One of my fellow SQL Server MVPs, Simon Sabin, recently introduced a puzzle in a private group. Initially, the task seemed to be straightforward; however, as it turned out, solving the puzzle efficiently requires some creativity.
I asked Simon's permission to share this puzzle with SQL Server Pro readers. The need seems to be common enough that I think readers will be interested in a discussion of the topic, as well as finding efficient solutions.
The puzzle is pretty simple. (Aren't simple puzzles the best ones?) Given a table T1, with a key column called id and a NULLable value column called col1, return the last non NULL col1 value based on id order.
Run the code in Listing 1 to create the table T1 and fill it with a small set of sample data.
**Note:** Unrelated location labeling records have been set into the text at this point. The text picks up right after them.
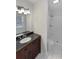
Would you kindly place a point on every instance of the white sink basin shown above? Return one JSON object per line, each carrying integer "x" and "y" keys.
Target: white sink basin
{"x": 25, "y": 40}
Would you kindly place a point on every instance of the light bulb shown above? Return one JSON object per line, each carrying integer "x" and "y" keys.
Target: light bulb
{"x": 22, "y": 10}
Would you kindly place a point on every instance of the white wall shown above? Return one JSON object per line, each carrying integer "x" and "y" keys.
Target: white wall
{"x": 26, "y": 4}
{"x": 55, "y": 24}
{"x": 40, "y": 16}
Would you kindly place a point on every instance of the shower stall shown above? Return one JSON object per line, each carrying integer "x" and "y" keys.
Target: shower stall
{"x": 54, "y": 33}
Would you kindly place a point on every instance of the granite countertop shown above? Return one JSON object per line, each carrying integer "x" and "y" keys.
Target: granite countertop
{"x": 19, "y": 46}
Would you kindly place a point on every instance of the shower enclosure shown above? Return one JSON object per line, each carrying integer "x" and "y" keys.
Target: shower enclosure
{"x": 54, "y": 34}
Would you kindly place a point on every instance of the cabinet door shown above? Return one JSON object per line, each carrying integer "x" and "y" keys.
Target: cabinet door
{"x": 19, "y": 55}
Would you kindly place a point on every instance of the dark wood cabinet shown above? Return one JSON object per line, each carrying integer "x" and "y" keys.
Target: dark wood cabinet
{"x": 30, "y": 51}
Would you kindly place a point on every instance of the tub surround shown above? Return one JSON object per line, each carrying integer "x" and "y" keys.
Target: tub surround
{"x": 30, "y": 49}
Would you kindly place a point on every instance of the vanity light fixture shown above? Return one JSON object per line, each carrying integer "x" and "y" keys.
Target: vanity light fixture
{"x": 21, "y": 10}
{"x": 56, "y": 1}
{"x": 27, "y": 12}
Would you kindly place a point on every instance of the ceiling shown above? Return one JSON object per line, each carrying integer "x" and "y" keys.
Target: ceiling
{"x": 32, "y": 1}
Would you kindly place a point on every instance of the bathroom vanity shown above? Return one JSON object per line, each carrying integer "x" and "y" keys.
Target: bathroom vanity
{"x": 29, "y": 50}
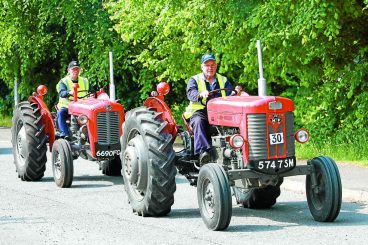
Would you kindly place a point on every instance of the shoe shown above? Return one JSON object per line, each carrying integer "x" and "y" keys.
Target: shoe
{"x": 204, "y": 158}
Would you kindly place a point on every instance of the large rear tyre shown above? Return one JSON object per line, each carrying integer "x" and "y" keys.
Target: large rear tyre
{"x": 214, "y": 197}
{"x": 147, "y": 158}
{"x": 258, "y": 198}
{"x": 324, "y": 193}
{"x": 111, "y": 167}
{"x": 62, "y": 163}
{"x": 29, "y": 142}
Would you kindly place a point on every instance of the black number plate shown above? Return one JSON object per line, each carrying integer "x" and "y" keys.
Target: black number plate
{"x": 273, "y": 166}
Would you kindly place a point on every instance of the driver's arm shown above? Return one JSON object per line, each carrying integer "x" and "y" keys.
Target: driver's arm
{"x": 192, "y": 90}
{"x": 63, "y": 90}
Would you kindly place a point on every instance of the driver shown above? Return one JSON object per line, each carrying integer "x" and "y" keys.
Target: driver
{"x": 65, "y": 90}
{"x": 198, "y": 89}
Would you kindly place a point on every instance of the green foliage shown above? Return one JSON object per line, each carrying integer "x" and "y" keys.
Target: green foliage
{"x": 6, "y": 121}
{"x": 40, "y": 37}
{"x": 314, "y": 51}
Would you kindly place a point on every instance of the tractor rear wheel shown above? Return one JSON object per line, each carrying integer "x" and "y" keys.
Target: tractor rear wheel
{"x": 147, "y": 158}
{"x": 214, "y": 196}
{"x": 62, "y": 163}
{"x": 258, "y": 198}
{"x": 111, "y": 167}
{"x": 324, "y": 193}
{"x": 29, "y": 142}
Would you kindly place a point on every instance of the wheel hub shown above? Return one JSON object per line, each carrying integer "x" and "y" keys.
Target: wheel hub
{"x": 131, "y": 164}
{"x": 209, "y": 199}
{"x": 57, "y": 166}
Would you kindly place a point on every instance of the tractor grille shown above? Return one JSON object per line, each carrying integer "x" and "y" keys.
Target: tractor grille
{"x": 257, "y": 137}
{"x": 108, "y": 128}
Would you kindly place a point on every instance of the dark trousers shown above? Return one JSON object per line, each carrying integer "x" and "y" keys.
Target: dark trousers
{"x": 200, "y": 126}
{"x": 63, "y": 127}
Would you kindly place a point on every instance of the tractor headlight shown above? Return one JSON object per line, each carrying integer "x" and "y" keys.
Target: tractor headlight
{"x": 275, "y": 105}
{"x": 236, "y": 141}
{"x": 301, "y": 136}
{"x": 82, "y": 119}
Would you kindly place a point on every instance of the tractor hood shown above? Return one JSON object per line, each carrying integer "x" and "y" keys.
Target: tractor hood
{"x": 92, "y": 105}
{"x": 230, "y": 111}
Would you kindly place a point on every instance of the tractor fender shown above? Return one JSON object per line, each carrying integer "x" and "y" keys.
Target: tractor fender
{"x": 46, "y": 117}
{"x": 166, "y": 115}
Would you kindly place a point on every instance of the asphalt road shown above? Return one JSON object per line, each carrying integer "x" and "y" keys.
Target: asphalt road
{"x": 95, "y": 210}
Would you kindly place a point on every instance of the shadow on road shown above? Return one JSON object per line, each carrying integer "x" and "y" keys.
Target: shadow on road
{"x": 114, "y": 180}
{"x": 5, "y": 151}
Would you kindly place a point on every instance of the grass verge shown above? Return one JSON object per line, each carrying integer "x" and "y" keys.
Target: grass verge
{"x": 5, "y": 121}
{"x": 356, "y": 153}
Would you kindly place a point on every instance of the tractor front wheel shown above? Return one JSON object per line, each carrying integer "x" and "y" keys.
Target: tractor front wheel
{"x": 147, "y": 158}
{"x": 323, "y": 188}
{"x": 29, "y": 142}
{"x": 214, "y": 196}
{"x": 62, "y": 163}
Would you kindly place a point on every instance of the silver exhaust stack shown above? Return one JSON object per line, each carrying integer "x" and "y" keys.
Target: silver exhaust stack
{"x": 262, "y": 89}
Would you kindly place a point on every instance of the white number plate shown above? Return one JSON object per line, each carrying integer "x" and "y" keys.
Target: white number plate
{"x": 107, "y": 153}
{"x": 277, "y": 138}
{"x": 274, "y": 166}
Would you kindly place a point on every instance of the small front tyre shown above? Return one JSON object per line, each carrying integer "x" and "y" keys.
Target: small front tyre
{"x": 214, "y": 197}
{"x": 323, "y": 188}
{"x": 62, "y": 163}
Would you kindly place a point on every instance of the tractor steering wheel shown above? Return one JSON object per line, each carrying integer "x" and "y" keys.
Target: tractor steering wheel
{"x": 215, "y": 91}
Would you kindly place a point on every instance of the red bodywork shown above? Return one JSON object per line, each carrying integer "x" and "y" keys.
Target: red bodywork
{"x": 90, "y": 107}
{"x": 45, "y": 112}
{"x": 158, "y": 102}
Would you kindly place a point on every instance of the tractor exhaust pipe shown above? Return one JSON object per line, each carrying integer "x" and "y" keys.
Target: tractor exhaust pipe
{"x": 262, "y": 89}
{"x": 112, "y": 85}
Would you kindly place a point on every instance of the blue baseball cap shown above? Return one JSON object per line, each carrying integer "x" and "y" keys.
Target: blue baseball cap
{"x": 73, "y": 64}
{"x": 207, "y": 57}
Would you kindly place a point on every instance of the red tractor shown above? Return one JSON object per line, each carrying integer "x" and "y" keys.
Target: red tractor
{"x": 253, "y": 138}
{"x": 95, "y": 126}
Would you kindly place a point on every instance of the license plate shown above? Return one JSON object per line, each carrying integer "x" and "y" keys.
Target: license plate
{"x": 277, "y": 138}
{"x": 274, "y": 166}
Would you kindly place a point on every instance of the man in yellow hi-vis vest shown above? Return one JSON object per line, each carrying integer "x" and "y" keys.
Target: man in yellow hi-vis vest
{"x": 65, "y": 90}
{"x": 198, "y": 89}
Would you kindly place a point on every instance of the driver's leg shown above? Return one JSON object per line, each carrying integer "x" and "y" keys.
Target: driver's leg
{"x": 63, "y": 127}
{"x": 199, "y": 124}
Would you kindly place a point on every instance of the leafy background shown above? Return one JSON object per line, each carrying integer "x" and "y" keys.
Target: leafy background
{"x": 314, "y": 52}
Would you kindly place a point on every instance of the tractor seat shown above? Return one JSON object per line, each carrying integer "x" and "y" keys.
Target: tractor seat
{"x": 186, "y": 123}
{"x": 54, "y": 114}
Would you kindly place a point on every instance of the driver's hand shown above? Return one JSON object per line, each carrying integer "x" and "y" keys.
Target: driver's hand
{"x": 203, "y": 94}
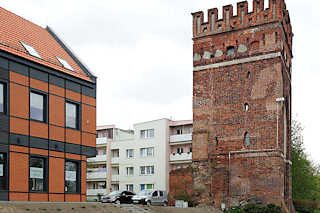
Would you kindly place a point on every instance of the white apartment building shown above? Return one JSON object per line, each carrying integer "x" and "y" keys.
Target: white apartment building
{"x": 138, "y": 159}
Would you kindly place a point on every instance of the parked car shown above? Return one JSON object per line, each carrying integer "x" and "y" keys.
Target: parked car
{"x": 118, "y": 197}
{"x": 151, "y": 197}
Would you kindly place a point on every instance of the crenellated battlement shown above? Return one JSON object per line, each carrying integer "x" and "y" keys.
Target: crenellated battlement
{"x": 276, "y": 11}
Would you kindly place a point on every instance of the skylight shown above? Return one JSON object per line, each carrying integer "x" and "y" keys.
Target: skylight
{"x": 65, "y": 64}
{"x": 30, "y": 50}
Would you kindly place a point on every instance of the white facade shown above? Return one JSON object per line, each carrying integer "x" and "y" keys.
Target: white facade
{"x": 150, "y": 151}
{"x": 139, "y": 159}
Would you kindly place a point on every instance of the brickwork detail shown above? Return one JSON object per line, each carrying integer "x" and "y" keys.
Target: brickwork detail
{"x": 241, "y": 139}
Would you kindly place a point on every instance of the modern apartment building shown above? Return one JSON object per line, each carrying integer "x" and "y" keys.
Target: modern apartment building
{"x": 138, "y": 159}
{"x": 47, "y": 115}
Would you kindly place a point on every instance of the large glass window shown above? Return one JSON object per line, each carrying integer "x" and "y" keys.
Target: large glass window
{"x": 37, "y": 174}
{"x": 72, "y": 115}
{"x": 37, "y": 106}
{"x": 2, "y": 95}
{"x": 3, "y": 159}
{"x": 71, "y": 177}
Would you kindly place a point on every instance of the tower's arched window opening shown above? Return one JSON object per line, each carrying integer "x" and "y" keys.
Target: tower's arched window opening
{"x": 246, "y": 139}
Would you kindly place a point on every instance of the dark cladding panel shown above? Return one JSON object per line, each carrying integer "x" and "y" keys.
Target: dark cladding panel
{"x": 56, "y": 146}
{"x": 20, "y": 140}
{"x": 88, "y": 151}
{"x": 4, "y": 63}
{"x": 18, "y": 68}
{"x": 38, "y": 143}
{"x": 73, "y": 148}
{"x": 4, "y": 137}
{"x": 4, "y": 123}
{"x": 88, "y": 91}
{"x": 56, "y": 81}
{"x": 37, "y": 74}
{"x": 73, "y": 86}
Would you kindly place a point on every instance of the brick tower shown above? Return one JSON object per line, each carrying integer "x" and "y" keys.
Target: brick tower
{"x": 242, "y": 105}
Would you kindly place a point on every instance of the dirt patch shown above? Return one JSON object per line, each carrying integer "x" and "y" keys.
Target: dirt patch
{"x": 89, "y": 208}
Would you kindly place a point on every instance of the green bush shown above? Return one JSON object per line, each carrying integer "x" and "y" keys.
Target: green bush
{"x": 305, "y": 206}
{"x": 253, "y": 208}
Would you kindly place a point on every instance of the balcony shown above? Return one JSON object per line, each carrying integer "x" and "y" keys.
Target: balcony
{"x": 115, "y": 178}
{"x": 96, "y": 175}
{"x": 180, "y": 157}
{"x": 181, "y": 138}
{"x": 115, "y": 160}
{"x": 95, "y": 192}
{"x": 97, "y": 159}
{"x": 101, "y": 141}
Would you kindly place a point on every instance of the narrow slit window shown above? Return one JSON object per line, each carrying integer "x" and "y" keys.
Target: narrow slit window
{"x": 65, "y": 64}
{"x": 30, "y": 49}
{"x": 246, "y": 139}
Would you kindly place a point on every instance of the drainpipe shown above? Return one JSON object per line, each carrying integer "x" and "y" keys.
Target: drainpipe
{"x": 278, "y": 100}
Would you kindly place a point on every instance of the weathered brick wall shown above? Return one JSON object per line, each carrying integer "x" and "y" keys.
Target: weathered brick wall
{"x": 255, "y": 73}
{"x": 180, "y": 181}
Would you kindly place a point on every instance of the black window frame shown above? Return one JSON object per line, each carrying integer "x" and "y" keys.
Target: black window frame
{"x": 78, "y": 114}
{"x": 5, "y": 97}
{"x": 78, "y": 177}
{"x": 45, "y": 105}
{"x": 45, "y": 174}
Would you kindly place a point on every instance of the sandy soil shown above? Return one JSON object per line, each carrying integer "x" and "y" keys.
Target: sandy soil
{"x": 88, "y": 208}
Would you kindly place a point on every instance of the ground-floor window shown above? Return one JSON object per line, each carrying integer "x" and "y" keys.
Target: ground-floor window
{"x": 146, "y": 186}
{"x": 129, "y": 187}
{"x": 72, "y": 177}
{"x": 3, "y": 162}
{"x": 37, "y": 180}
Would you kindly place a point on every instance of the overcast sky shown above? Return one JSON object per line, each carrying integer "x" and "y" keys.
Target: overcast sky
{"x": 141, "y": 52}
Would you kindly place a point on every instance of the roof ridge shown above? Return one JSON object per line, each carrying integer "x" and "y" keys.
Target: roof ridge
{"x": 20, "y": 17}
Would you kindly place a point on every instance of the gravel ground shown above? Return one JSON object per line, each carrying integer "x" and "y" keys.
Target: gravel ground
{"x": 93, "y": 208}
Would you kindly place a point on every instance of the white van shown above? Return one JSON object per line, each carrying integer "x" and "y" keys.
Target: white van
{"x": 151, "y": 197}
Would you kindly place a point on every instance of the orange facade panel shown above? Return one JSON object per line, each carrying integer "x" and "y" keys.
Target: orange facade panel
{"x": 88, "y": 139}
{"x": 83, "y": 177}
{"x": 19, "y": 126}
{"x": 19, "y": 101}
{"x": 18, "y": 196}
{"x": 56, "y": 169}
{"x": 57, "y": 109}
{"x": 89, "y": 119}
{"x": 72, "y": 197}
{"x": 56, "y": 133}
{"x": 38, "y": 129}
{"x": 56, "y": 198}
{"x": 56, "y": 90}
{"x": 18, "y": 78}
{"x": 88, "y": 100}
{"x": 73, "y": 95}
{"x": 19, "y": 170}
{"x": 40, "y": 85}
{"x": 39, "y": 197}
{"x": 73, "y": 136}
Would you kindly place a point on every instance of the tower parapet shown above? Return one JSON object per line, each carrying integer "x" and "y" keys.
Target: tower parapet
{"x": 276, "y": 12}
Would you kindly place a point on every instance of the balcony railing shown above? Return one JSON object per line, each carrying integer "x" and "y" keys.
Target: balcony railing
{"x": 181, "y": 157}
{"x": 180, "y": 138}
{"x": 115, "y": 178}
{"x": 96, "y": 191}
{"x": 96, "y": 175}
{"x": 98, "y": 158}
{"x": 101, "y": 141}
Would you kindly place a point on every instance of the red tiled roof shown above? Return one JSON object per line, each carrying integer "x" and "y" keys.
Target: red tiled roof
{"x": 15, "y": 29}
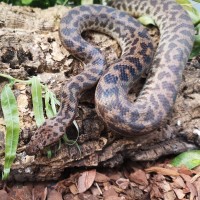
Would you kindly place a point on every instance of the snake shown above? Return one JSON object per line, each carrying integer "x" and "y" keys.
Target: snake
{"x": 165, "y": 67}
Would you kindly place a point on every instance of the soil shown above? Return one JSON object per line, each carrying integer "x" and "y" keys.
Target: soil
{"x": 30, "y": 46}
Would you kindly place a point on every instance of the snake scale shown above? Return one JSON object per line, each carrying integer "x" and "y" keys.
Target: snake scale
{"x": 157, "y": 97}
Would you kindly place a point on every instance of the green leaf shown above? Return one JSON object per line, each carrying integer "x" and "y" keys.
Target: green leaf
{"x": 50, "y": 103}
{"x": 11, "y": 116}
{"x": 146, "y": 20}
{"x": 193, "y": 12}
{"x": 26, "y": 2}
{"x": 85, "y": 2}
{"x": 36, "y": 92}
{"x": 194, "y": 16}
{"x": 54, "y": 102}
{"x": 196, "y": 47}
{"x": 189, "y": 159}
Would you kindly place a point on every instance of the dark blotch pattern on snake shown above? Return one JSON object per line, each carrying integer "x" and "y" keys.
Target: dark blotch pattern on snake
{"x": 156, "y": 100}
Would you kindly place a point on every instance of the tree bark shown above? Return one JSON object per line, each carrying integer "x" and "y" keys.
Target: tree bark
{"x": 30, "y": 45}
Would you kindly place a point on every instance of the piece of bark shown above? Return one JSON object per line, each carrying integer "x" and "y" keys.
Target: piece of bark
{"x": 30, "y": 45}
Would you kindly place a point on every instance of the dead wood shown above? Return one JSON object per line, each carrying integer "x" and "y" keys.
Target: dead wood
{"x": 30, "y": 45}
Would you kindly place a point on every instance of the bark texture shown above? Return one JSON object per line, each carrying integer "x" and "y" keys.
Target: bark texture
{"x": 30, "y": 45}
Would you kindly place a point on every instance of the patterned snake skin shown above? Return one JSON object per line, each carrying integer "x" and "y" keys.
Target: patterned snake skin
{"x": 156, "y": 100}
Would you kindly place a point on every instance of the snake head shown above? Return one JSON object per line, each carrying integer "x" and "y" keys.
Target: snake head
{"x": 46, "y": 135}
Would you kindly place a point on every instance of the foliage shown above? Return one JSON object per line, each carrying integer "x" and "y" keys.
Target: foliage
{"x": 11, "y": 115}
{"x": 49, "y": 3}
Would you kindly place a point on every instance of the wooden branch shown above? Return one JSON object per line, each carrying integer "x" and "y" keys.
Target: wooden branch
{"x": 30, "y": 45}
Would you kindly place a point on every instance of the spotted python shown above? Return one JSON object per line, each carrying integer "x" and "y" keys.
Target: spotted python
{"x": 157, "y": 97}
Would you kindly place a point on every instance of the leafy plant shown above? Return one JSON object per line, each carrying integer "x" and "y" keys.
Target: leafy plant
{"x": 11, "y": 115}
{"x": 190, "y": 159}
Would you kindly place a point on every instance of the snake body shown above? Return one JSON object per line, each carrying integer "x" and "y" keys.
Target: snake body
{"x": 156, "y": 99}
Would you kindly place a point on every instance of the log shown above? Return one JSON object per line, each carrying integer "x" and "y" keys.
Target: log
{"x": 30, "y": 46}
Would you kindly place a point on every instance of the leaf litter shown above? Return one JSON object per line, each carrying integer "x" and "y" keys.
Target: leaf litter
{"x": 132, "y": 181}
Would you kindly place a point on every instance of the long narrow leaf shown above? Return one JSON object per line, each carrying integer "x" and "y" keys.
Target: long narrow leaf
{"x": 11, "y": 116}
{"x": 36, "y": 92}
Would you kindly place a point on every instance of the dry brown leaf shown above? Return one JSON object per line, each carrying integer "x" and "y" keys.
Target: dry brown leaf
{"x": 22, "y": 193}
{"x": 139, "y": 177}
{"x": 115, "y": 175}
{"x": 123, "y": 183}
{"x": 39, "y": 192}
{"x": 164, "y": 186}
{"x": 63, "y": 186}
{"x": 193, "y": 191}
{"x": 54, "y": 195}
{"x": 101, "y": 178}
{"x": 3, "y": 195}
{"x": 179, "y": 193}
{"x": 86, "y": 180}
{"x": 169, "y": 195}
{"x": 163, "y": 171}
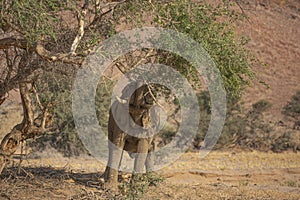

-- DDL for T1 SET NOCOUNT ON; USE tempdb; IF OBJECT_ID(N'dbo.T1', N'U') IS NOT NULL DROP TABLE dbo.T1; GO CREATE TABLE dbo.T1 ( id INT NOT NULL CONSTRAINT PK_T1 PRIMARY KEY, col1 INT NULL ); -- Small set of sample data TRUNCATE TABLE dbo.T1; INSERT INTO dbo.T1(id, col1) VALUES ( 2, NULL), ( 3, 10), ( 5, -1), ( 7, NULL), (11, NULL), (13, -12), (17, NULL), (19, NULL), (23, 1759);
Figure 1 shows the desired result with the small set of sample data.
id col1 lastval ----------- ----------- ----------- 2 NULL NULL 3 10 10 5 -1 -1 7 NULL -1 11 NULL -1 13 -12 -12 17 NULL -12 19 NULL -12 23 1759 1759
You might have faced a similar need yourself—but in case you haven't and are looking for a practical scenario, consider the following.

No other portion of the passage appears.